− Если ты не против? − Она торопливо качает головой и вновь обнимает меня за плечи.
− Я не против. Я хочу этого. А как?
− Пока не знаю. Для начала нужно вернуться домой.
− Наверное, нужно чтобы семья была полноценной, − начинает строить предположения, загораясь идей об усыновлении.
− Нужно, − проговариваю одно слово, и чувствую, как напрягается всё её тело. − Но я что-нибудь придумаю. Не беспокойся. Если ты этого по-настоящему хочешь… − Мира не даёт мне договорить.
− А ты? Ты хочешь этого? − её глаза, такие красные и воспалённые взирают на меня с ожиданием и надеждой, которую я не хочу гасить. К тому же правду говорить легко.
− Разве ты не помнишь наши клятвы? − отчитываю любимую, выжидательно глядя в её глаза и рисуя пальцем по её щеке тот же путь, что проделывает одинокая заблудшая в её ресничках слеза.
− Помню, − хлюпает она носом, кивая. − Я люблю тебя.
Мои глаза вспыхивают благодарностью за её признание. «Иногда я веду себя как ребёнок» − вспоминаю её частые слова, вспоминаю, что у меня никогда нет для неё подходящего ответа на них, но сейчас он есть.
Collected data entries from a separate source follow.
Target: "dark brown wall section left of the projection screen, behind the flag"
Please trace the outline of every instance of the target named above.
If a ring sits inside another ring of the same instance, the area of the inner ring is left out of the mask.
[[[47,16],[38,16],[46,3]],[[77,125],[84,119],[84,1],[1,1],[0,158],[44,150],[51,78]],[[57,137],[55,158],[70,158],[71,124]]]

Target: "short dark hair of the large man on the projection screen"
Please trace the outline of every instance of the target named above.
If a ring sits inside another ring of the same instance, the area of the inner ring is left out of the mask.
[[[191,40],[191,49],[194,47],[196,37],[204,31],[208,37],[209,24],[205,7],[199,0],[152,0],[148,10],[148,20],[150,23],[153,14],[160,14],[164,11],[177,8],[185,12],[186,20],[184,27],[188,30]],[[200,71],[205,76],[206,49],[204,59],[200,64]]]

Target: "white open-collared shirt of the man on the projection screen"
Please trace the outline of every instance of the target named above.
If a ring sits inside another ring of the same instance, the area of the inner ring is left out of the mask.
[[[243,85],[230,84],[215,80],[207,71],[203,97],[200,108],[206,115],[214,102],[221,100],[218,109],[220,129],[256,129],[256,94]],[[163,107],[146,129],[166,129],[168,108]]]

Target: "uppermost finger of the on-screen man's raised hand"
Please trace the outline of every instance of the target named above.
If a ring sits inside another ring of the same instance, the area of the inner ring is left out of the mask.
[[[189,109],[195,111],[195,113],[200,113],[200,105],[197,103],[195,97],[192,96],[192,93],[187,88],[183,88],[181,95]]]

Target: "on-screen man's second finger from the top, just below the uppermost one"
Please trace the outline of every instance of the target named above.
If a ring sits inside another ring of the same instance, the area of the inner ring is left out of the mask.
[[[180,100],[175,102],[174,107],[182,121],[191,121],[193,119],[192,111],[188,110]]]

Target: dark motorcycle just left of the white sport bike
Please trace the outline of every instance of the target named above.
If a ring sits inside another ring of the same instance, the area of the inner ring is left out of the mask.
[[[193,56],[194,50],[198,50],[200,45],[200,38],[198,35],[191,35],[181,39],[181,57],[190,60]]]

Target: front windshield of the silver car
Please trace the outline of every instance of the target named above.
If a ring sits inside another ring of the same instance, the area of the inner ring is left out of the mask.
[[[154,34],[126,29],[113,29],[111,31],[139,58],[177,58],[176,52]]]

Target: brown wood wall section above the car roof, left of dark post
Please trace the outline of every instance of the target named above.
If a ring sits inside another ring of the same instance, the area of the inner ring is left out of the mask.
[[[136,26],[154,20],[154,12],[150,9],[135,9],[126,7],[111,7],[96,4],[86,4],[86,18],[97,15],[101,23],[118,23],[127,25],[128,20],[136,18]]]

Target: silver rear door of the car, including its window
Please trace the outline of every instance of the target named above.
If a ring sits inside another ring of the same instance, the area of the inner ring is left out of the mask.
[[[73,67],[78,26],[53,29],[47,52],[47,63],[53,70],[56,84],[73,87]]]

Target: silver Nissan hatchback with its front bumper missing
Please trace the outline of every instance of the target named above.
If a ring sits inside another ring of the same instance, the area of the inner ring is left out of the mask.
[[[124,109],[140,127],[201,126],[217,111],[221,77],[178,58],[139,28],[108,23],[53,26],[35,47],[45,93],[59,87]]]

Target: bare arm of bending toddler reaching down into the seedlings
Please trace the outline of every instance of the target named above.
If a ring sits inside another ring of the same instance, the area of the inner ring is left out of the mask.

Сейчас я бы ответил − я тоже. Потому что, сейчас, я улыбаюсь как душевнобольной человек, которому впору посочувствовать, но моё безумие − самое прекрасное чувство, которое может быть даровано взыскательными небесами.
− Будем собирать вещи? − сиплю я, заслоняясь счастливой улыбкой от собственных чувств.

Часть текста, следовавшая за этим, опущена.